Gerçekten. Tadını doyasıya çıkarıyorum.
Evdeyken, fütüristlerin yani gelecek uzmanlarının, Covid 19 sonrası sosyal yaşam öngörülerine ara ara bakıyorum.
Hepsinin söylediğinin ortak bir noktası var. Artık insanlar daha duyarlı ve daha hassas olacak. Her şey de buna göre şekillenecek. Yani doğaya karşı daha hassas, ailemize karşı daha hassas, işimize, kedi köpeğimize, aklınıza ne gelirse daha hassas olacağız. Hassas derken sakin ve durgun, olumlu ve ılımlı yaklaşabileceğimiz gibi tersi bir durum da söz konusu elbette.
TEMKİNLİ OLACAĞIZ
İstanbul merkezli araştırma ve stratejik danışmanlık kuruluşu ThinkAloud Research'ün bir analizi var. Üç büyük şehrimiz İstanbul, Ankara ve İzmir'de 18-61 yaş aralığında bin 132 kişi ile yapılan görüşme sonucu ortaya çıkan bir analiz.
Araştırma konusu şu. Covid 19 sonrası sosyal yaşam nasıl olacak? Salgın geçtikten sonraki üç ay içinde araştırmaya katılanlar hangi konularda daha temkinli olacaklarını şöyle açıklamış. Kalabalık ortamda bulunmak, hastaneye gitmek, yurt dışı seyahati, toplu taşıma, kafe ve restorana gitmek. Yani salgından sonra bir çoğumuz bunları yaparken iki belki de üç kez düşüneceğiz.
HAYAT SADELEŞECEK
Araştırmaya katılanların yüzde 70'i virüs tehdidinin 3 ay içinde ortadan kalkacağına ve sonrasındaki 6 ayda da hayatın "yeni" bir rutin içinde süreceğine inanıyor.

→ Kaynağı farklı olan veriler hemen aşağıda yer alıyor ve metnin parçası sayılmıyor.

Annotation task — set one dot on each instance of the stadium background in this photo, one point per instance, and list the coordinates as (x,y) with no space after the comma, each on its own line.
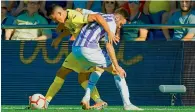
(30,67)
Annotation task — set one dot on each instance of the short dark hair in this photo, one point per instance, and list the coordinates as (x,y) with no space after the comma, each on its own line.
(122,12)
(52,8)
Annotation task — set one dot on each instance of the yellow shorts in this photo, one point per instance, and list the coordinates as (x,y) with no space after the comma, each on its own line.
(72,63)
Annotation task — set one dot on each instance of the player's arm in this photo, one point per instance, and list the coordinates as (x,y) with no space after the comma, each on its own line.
(191,31)
(100,20)
(77,19)
(57,41)
(188,37)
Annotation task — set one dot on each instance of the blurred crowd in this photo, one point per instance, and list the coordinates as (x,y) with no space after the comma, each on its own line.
(141,12)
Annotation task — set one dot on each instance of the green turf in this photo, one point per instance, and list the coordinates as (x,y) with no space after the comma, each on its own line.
(71,108)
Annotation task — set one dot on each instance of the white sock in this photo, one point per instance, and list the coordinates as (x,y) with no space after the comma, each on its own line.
(94,77)
(123,89)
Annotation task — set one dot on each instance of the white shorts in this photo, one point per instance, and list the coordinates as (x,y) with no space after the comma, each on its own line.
(88,57)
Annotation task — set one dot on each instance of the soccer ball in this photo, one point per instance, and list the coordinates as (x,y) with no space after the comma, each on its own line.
(37,101)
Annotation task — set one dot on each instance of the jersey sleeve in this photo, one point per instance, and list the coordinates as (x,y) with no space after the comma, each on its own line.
(191,21)
(112,26)
(76,17)
(87,12)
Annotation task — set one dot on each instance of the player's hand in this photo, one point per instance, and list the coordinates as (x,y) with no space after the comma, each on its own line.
(56,42)
(79,10)
(60,27)
(111,38)
(117,39)
(121,72)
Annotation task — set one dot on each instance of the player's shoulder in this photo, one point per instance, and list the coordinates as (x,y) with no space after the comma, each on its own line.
(72,13)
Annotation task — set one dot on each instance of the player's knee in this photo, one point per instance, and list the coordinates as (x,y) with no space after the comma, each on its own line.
(63,72)
(82,77)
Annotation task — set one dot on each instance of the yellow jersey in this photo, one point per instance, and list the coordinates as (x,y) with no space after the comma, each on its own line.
(156,6)
(75,21)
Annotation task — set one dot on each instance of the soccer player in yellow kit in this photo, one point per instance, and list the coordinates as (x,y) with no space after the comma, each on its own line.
(73,21)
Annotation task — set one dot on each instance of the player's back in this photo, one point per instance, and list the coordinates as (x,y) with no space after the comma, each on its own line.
(75,21)
(92,33)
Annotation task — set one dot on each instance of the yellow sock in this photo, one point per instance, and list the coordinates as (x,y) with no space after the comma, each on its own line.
(54,88)
(95,94)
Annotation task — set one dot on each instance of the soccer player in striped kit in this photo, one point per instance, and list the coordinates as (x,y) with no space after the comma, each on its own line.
(87,51)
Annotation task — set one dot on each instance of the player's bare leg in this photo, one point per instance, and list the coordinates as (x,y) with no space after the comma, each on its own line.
(123,89)
(99,103)
(57,83)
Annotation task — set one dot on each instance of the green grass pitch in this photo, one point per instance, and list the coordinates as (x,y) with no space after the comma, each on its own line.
(77,108)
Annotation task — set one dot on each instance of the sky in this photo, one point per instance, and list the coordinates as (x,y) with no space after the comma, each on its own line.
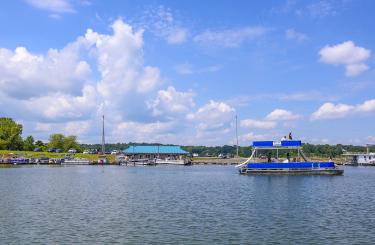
(178,72)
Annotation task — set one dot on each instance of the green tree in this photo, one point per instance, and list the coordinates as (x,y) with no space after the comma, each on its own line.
(10,134)
(56,141)
(28,144)
(41,145)
(70,142)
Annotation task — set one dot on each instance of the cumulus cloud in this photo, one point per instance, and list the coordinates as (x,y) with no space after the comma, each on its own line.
(231,37)
(253,137)
(282,115)
(171,101)
(184,68)
(57,6)
(332,111)
(57,71)
(162,23)
(67,90)
(348,54)
(214,115)
(335,111)
(292,34)
(261,124)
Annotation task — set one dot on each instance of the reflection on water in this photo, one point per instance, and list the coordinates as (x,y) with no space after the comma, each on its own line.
(179,204)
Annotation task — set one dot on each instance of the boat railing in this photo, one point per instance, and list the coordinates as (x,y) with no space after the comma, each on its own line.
(274,145)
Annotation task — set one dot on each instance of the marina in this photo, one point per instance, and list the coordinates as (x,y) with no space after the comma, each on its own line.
(194,205)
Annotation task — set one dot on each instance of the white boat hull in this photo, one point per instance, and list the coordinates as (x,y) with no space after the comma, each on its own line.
(173,162)
(76,162)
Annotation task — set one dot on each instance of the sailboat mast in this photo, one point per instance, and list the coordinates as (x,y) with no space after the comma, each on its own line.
(103,140)
(237,135)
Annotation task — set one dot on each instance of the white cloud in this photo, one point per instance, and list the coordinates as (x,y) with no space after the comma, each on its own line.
(67,90)
(282,115)
(184,68)
(177,36)
(56,6)
(59,106)
(57,71)
(43,127)
(214,115)
(332,111)
(346,53)
(366,106)
(161,22)
(187,68)
(230,37)
(246,138)
(171,101)
(322,8)
(292,34)
(261,124)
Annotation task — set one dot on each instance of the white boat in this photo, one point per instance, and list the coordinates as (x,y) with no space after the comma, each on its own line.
(360,159)
(140,162)
(75,161)
(172,161)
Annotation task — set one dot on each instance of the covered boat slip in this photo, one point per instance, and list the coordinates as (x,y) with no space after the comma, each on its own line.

Fütüristlerin "Yeni Normal" dediği durum yani. Daha iyi bir anlatımla hiç bir şey eskisi gibi olmayacak. Sosyal yaşam daha kontrollü olacak. Araştırmaya göre hayat daha sadeleşecek, farkındalık artacak, sevdiklerimize, sağlığımıza daha önem vereceğiz. Çekirdek aile konforu odak noktamız olacak. Doğa ile daha barışık olacağız. Onu artık daha fazla kızdırmayacağız, kızdırana izin vermeyeceğiz.
Ben fütürist değilim. Ama şunu da biliyoru. Kaçacak, kaçabilecek bir yerimiz yok. Evde kalma şansını kullanın, aksi halde ne olacağını biliyorsunuz.